Subsequent to the quarter close, Westwater sold an additional 4.4 million shares to raise at additional $9.0 million in new capital through the same stock purchase agreement.  The shares were sold at an average $2.07 per share.  Based on spending and investment rates implied by the first quarter financial results, it is estimated that the cash balance was approximately $110.52 million at the end of May 2022.  The share issuances in the first five months 2022, added 11.85 million shares to total outstanding common stock.  Implied dilution for existing shareholders was an estimated 25%. 

The verdict is still out on whether management made the right decision to issue shares near $2.00 per share.  So far, with the stock prices just over $1.00, the issuances appear quite prescient.  If and when the stock price moves higher, there may be some gnashing of teeth.    

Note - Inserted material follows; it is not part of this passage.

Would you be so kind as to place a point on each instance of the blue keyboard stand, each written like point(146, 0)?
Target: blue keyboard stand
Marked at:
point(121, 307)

One alternative to stock issuance to raise new capital is failure in a project that has the potential to add considerable value for shareholders.  It is not likely that shareholders want to explore that outcome.  Another alternative to common stock issuance might be bank loans or notes, which would likely increase business risk and therefore reduce stock valuation.  This option does not seem to be must more palatable than dilution.  Indeed, if the company fails to complete the project there will be no earnings (at least none from graphite materials sales) to spread over the smaller share base. Failure hardly seems preferable to dilution.

   

Neither the author of the Small Cap Strategist web log, Crystal Equity Research nor its affiliates have a beneficial interest in the companies mentioned herein.